De Portneuf was a cadet for the colonial regular troops in 1729 at Michilimackinac, Michigan. On April 1, 1733, he was promoted second ensign, and on October 1, 1740, he was made an ensign on the active list in Louisiana. On 15 April 1750 the minister of Marine, Antoine Louis Rouillé, consenting to a request made by Governor Marquis de la Jonquière and Intendant François Bigot, granted permission to build a small fortified post at Toronto on the shore of Lake Ontario. The authorities of the colony hoped by this means to attract the Indians in the region, probably the Mississaugas, to trade with the French and thus dissuade them from taking their furs to the English at Fort Oswego. Pierre Robineau de Portneuf, who was an ensign at Fort Frontenac, was designated to carry out the project. The Sieur de Portneuf set out on May 20, 1750, and reached Toronto some time later. While the necessary provisions and articles for trade were being forwarded from Montreal, he began to build the fort that was planned on the east bank of the Toronto river, near its mouth. Within two months a warehouse and a stockade were put up. Trade with the Indians at Fort Toronto proved successful, and by July 17, a shipment of furs worth 18,000 livres had been sent to Montreal. This result surpassed expectations. On August 20, the governor wrote to the minister to acquaint him of the success and to inform him that he intended to build a new and larger fort at the point of the peninsula called La Baye. He recommended the Sieur de Portneuf for this new project. Recalling the reasons for building the first post, he noted that they were more than ever valid. Moreover, he suggested the possibility of persuading the Indians to destroy Fort Oswego.

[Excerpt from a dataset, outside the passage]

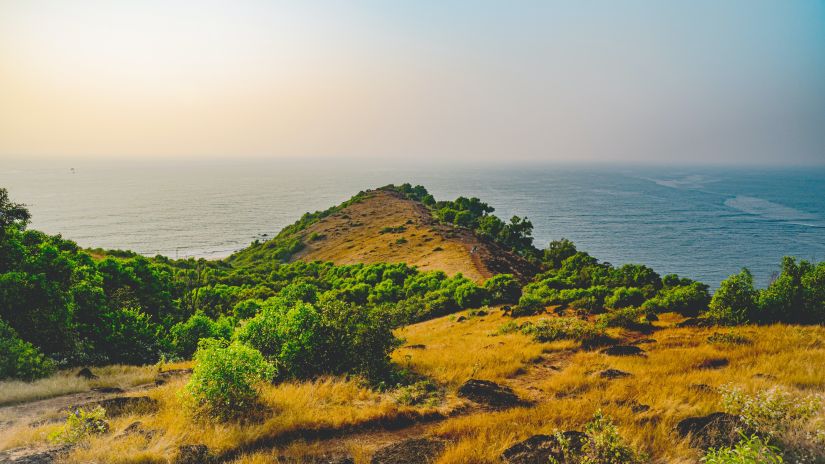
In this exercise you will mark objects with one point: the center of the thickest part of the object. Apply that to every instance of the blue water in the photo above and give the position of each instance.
(704, 223)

He asked the minister’s permission to give the name Rouillé to the new fort in honor of him. Work was begun in the autumn of 1750 and went ahead throughout the winter. The fort was almost finished in April 1751, when the Sieur de Portneuf returned from Fort Frontenac, where he had spent the winter. He was in command at Fort Rouillé during the 1751 trading season, and returned to Fort Frontenac in the autumn. Early in 1752 he was replaced as commandant of Fort Rouillé by Thomas Robutel de La Noue.

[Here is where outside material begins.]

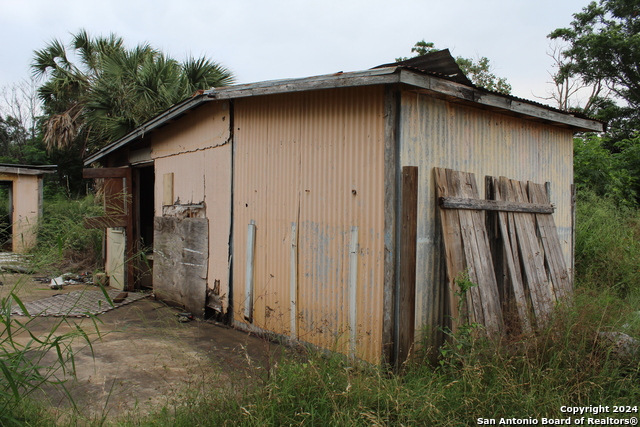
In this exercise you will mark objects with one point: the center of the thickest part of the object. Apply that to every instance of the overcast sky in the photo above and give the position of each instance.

In 1756, he was appointed commandant of Fort Presque Isle. The following year he was promoted captain. He played an active role in the engagements in the Ohio valley during the Seven Years' War. When Fort Niagara was under attack in 1759, he was busy at Fort Presque Isle rallying the Indians of the west. After Fort Niagara surrendered, he sent an emissary under a flag of truce to William Johnson, set fire to Fort Presque Isle, and went to Detroit, where he surrendered to the English. In October 1761, he sailed from Quebec on the Auguste for France, perhaps with the hope of making a new career for himself there. One month later, he was among the 113 passengers and crew members who perished when the Auguste sank off Cape Breton Island.